The first step is enhancing nature-related disclosures, which can and should learn from climate. The Taskforce for Nature-related Financial Disclosures (TNFD), has been actively developing their framework and requirements. This groundwork supports the rising call from companies to Make It Mandatory, a campaign that urges governments to require nature-related disclosures, including meaningful targets for nature positive that address remedying negative impacts and advancing positive impacts. While nature positive has yet to be fully defined, the GBF does call for urgent action to “halt and reverse” biodiversity loss by 2030. Companies shouldn’t wait to act until this wording is complete; we need to address nature and biodiversity loss now. As we’ve learned from climate, there is a sense of urgency required to meet our global goals.

Setting nature and biodiversity targets requires decision-useful data that helps companies identify the most material areas to focus their attention. While many organizations have previously voiced that there is not enough data available, that is not actually the case – the data exist, and it is up to companies to work with academics, researchers, NGOs, and other organizations to link that information into business processes. Target 15 of the GBF makes it mandatory for all large businesses and financial institutions to disclose their impacts and dependencies on nature.

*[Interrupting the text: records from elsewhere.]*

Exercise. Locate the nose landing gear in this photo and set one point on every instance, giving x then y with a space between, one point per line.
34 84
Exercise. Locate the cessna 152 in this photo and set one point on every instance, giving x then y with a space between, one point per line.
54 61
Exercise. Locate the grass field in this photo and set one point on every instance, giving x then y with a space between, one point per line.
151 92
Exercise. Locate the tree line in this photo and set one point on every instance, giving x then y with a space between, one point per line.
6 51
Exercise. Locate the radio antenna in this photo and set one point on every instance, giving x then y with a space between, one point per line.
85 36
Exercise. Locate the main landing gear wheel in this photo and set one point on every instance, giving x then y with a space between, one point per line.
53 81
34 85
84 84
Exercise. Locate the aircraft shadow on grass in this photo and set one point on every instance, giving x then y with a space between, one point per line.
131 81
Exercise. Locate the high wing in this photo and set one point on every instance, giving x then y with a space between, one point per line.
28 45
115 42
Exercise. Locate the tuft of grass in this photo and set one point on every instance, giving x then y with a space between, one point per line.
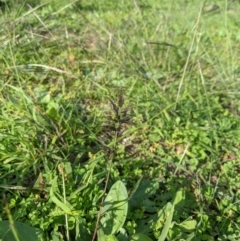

COP15 sent a clear message that nature, climate, and people are intricately linked, and that the land sector has an important role to play across these spheres. As we build nature-related markets, we cannot forget these connections and must meaningfully engage Indigenous Peoples, farmers, and other community groups. Our solutions to reduce risks and enhance opportunities must solve multiple problems simultaneously. One commonly raised solution was regenerative agriculture, which has the potential to support an emissions-intensive sector and potentially vulnerable communities while moving towards nature-positive goals. We should therefore continue to support financial flows to Natural Climate Solutions to achieve nature action at scale.

To address the nature-related financing gap, there was increased interest at the COP in innovative financing mechanisms including blended finance – the type of structure that New Forests has employed in its Tropical Asian Forest Fund 2. Natural capital accounting was presented as an opportunity to financially quantify nature-related risks and opportunities. COP15 also highlighted the potential of biodiversity credits; while the concepts around these credits are in the early stages, they present opportunities to direct financial flows towards conservation and restoration. However, we need to learn from the carbon markets and make these markets credible and equitable to land custodians including indigenous peoples to avoid greenwashing concerns.

Rayne van den Berg agrees that the momentum and alignment of the business community with COP negotiators and other stakeholders was extraordinary and will be pivotal to ensure that the GBF commitments are realised with measurable and creditable outcomes over the next wo years and beyond.

While challenges remain such as mobilizing capital at scale and engaging companies that are resistant to changing their business models for a nature positive future, the clear message from the COP was that we cannot let the ambition of the Global Biodiversity Framework fall short; no company can reverse nature loss alone and so we must work together to create a nature positive world with both accountability and actions.